China Mathematical Olympiad

First, we prove that $n\ge 11$. Suppose a convex heptagon has its vertices in $M$ given by $A_1{A}_2{A}_3{A}_4{A}_5{A}_6{A}_7$. Using Condition (1), we get that there exists one point $P_1$ belonging to $M$ in the interior of convex pentagon $A_1{A}_2{A}_3{A}_4{A}_5$. Connecting $P_1{A}_1$ and $P_1{A}_5$, we obtain that there exists one point $P_2$ in convex pentagon $A_1{P}_1{A}_5{A}_6{A}_7$ so that $P_2$ belongs to $M$ and is different from $P_1$. Then, there are at least 5 points in $\{A_1,A_2,A_3,A_4,A_5,A_6,A_7\}$ which do not lie on line $P_1{P}_2$. By the Pigeon Hole Principle, there exist at least 3 points on one side of line $P_1{P}_2$, and these 3 points together with $P_1$ and $P_2$ constitute a convex pentagon which contains at least one point $P_3$ belonging to $M$.

Now, we have three lines $P_1{P}_2$, $P_2{P}_3$ and $P_3{P}_1$, which form a triangle $△P_1{P}_2{P}_3$. Let ${\pi }_1$ denote the half-plane on one side of line $P_1{P}_2$ which is opposite to $△P_1{P}_2{P}_3$ and contains no points on $P_1{P}_2$. In a similar way, we define ${\pi }_2$ and ${\pi }_3$. Areas ${\pi }_1$, ${\pi }_2$ and ${\pi }_3$ cover the entire plane except $△P_1{P}_2{P}_3$. By the Pigeon Hole Principle, there is one area of ${\pi }_1$, ${\pi }_2$ and ${\pi }_3$ which contains at least 3 points belonging to $\{A_1,A_2,A_3,A_4,A_5,A_6,A_7\}$, Without loss of generality, we assume that the area ${\pi }_1$ contains points $A_1,A_2,A_3$, then there exists one point $P_4$ belonging to $M$ within the convex pentagon constituted by $A_1,A_2,A_3,P_1$ and $P_2$. So, $n\ge 11$.
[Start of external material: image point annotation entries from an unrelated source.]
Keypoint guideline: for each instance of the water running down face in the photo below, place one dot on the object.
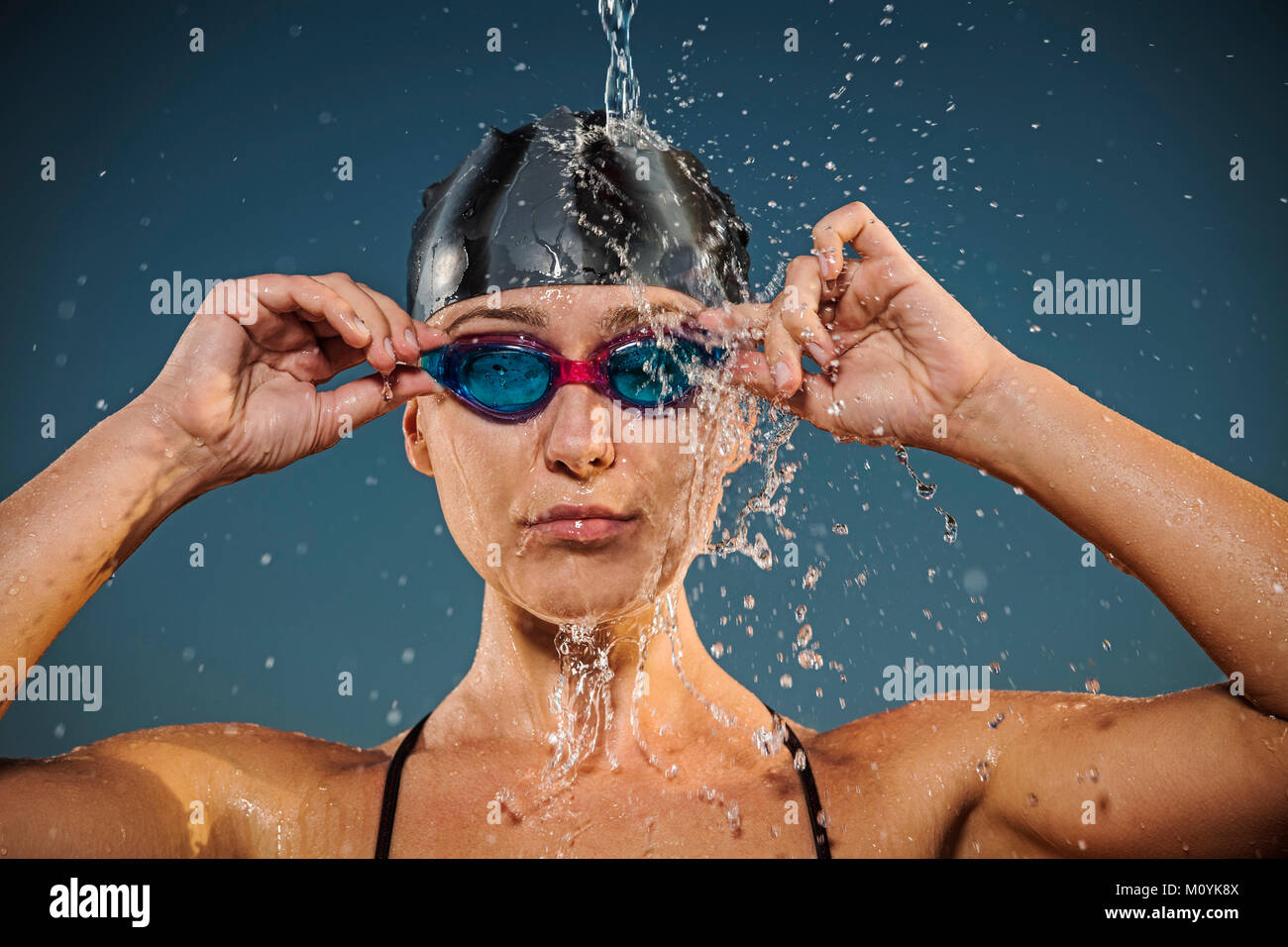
(567, 235)
(568, 514)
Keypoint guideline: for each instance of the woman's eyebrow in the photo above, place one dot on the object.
(515, 313)
(629, 316)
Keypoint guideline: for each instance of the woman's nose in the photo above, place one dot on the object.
(580, 431)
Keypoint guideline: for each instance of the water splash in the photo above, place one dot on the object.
(621, 86)
(925, 491)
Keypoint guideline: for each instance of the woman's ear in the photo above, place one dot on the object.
(417, 451)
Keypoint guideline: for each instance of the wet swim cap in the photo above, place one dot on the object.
(558, 201)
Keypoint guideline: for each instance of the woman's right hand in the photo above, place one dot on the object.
(243, 379)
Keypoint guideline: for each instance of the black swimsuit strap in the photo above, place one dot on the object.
(393, 777)
(822, 847)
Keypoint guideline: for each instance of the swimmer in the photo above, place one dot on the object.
(593, 722)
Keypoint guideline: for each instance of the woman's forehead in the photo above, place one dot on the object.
(600, 309)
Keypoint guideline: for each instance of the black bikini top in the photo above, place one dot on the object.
(822, 849)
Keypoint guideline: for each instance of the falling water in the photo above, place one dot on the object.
(621, 88)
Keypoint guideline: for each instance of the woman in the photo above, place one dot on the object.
(592, 720)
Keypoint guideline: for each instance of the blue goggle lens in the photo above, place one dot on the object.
(505, 379)
(644, 372)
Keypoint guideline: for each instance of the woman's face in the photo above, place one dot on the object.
(572, 515)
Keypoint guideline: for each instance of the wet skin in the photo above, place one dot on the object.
(1199, 772)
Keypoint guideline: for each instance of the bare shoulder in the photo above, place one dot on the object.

Now, we give an example to illustrate that $n=11$ is attainable. As seen in the figure, set $M$ consists of integral points $A_1,A_2,A_3,A_4,A_5,A_6,A_7$, and four integral points within the heptagon $A_1{A}_2{A}_3{A}_4{A}_5{A}_6{A}_7$. Obviously, $M$ satisfies Condition (1). We are going to



prove that $M$ also satisfies Condition (2). By reduction to absurdity, assume that there is a convex pentagon with its vertices belonging to $M$ which contains no point of $M$ in its interior. Then among such pentagons there must be one, denoted by $ABCDE$, which has the least area, since the value of the area of a polygon with integral vertices is always in the form of $\frac{n}{2}$ ($n\in \mathbb{N}$). There are only 4 cases concerning the odd/even property of the $xy$-coordinate of an integral point: (odd, even), (even, odd), (odd, odd), (even, even). So there must be two vertices among $A,B,C,D,E$ which have the same odd/even property, and the midpoint of the segment formed by these two vertices, say $P$, is also an integral point and belongs to $M$. By definition, $P$ is not in the interior of pentagon $ABCDE$, then it must be on one side of the pentagon. Assume that $P$ is on the side $AB$, then it must be the midpoint of $AB$, and $PBCDE$ is a convex pentagon with strictly less area than that of $ABCDE$. So, the minimum value of $n$ is $11$.